Arnau Rafús

Personal information
- Full name: Arnau Rafús Aulet
- Date of birth: 27 April 2003 (age 23)
- Place of birth: Vic, Spain
- Height: 1.90 m (6 ft 3 in)
- Position: Goalkeeper

Youth career
- Vic Riuprimer
- 2016–2023: Barcelona

Senior career*
- Years: Team / Apps / (Gls)
- 2023: Barcelona B / 3 / (0)
- 2023–2025: Valladolid B / 28 / (0)
- 2025: Valladolid / 1 / (0)
- 2025–2026: Cultural Leonesa / 0 / (0)

= Arnau Rafús =

Spanish footballer (born 2003)

Arnau Rafús Aulet (born 27 April 2003) is a Spanish professional footballer who plays as a goalkeeper.

==Career==
===Barcelona===
Born in Vic, Barcelona, Catalonia, Rafús joined FC Barcelona's La Masia in 2016, from Vic Riuprimer REFO FC. In January 2023, after recovering from a knee injury and the promotion of Iñaki Peña to the first team, he was registered in the reserves with the number 24 jersey.

Rafús made his senior debut with Barça Atlètic on 15 January 2023, starting in a 2–1 Primera Federación home win over CF La Nucía.
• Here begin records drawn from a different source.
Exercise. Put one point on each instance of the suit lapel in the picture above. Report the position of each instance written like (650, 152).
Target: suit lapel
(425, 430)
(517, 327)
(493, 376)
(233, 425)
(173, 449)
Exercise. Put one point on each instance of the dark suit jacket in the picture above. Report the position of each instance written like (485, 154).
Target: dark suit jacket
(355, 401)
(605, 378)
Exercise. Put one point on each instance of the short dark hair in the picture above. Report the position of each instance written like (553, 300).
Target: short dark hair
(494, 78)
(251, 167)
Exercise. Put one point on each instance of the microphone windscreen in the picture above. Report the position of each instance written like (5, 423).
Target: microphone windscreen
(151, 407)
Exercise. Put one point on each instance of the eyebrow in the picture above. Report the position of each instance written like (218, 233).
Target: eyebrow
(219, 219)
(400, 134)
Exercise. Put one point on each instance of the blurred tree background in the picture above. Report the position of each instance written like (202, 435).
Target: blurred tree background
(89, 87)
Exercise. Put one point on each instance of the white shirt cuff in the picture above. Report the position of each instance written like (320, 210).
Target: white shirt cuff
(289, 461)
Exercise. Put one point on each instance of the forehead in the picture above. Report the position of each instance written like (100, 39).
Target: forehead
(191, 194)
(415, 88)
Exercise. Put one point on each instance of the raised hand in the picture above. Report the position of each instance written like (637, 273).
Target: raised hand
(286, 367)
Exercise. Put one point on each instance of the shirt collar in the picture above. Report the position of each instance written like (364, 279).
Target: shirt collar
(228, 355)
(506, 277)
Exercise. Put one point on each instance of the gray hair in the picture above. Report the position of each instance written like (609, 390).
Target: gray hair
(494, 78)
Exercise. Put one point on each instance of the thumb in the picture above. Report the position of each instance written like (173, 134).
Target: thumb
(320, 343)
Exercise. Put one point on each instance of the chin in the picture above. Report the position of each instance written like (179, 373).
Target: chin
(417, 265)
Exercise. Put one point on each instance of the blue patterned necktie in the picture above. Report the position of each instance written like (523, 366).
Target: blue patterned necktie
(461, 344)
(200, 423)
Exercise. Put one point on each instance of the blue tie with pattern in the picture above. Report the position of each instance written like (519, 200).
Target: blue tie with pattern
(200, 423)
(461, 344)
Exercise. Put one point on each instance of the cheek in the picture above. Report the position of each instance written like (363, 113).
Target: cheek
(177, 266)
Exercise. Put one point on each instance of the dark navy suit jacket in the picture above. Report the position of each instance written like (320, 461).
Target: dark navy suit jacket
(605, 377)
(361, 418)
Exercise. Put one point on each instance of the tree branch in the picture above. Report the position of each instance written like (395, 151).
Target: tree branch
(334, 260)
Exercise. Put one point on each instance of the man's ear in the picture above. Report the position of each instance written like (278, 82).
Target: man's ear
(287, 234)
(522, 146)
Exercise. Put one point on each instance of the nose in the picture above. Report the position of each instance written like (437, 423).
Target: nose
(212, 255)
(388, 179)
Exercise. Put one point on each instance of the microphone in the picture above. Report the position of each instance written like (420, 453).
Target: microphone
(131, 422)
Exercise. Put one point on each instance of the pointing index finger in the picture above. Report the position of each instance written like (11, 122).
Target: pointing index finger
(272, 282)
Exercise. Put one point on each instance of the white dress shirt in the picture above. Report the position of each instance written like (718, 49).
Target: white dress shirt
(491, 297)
He featured in two further matches for the side before suffering an adductor injury in March.

===Valladolid===
On 21 July 2023, Rafús signed a two-year deal with Real Valladolid, being initially assigned to the B-team in Segunda Federación. After becoming a regular starter with the B's in the 2023–24 campaign, he made his first team – and La Liga – debut on 29 March 2025, starting in a 2–1 away loss to Real Sociedad as starter Karl Hein was out injured.

===Cultural Leonesa===
On 7 July 2025, Segunda División side Cultural y Deportiva Leonesa announced the signing of Rafús on a one-year deal.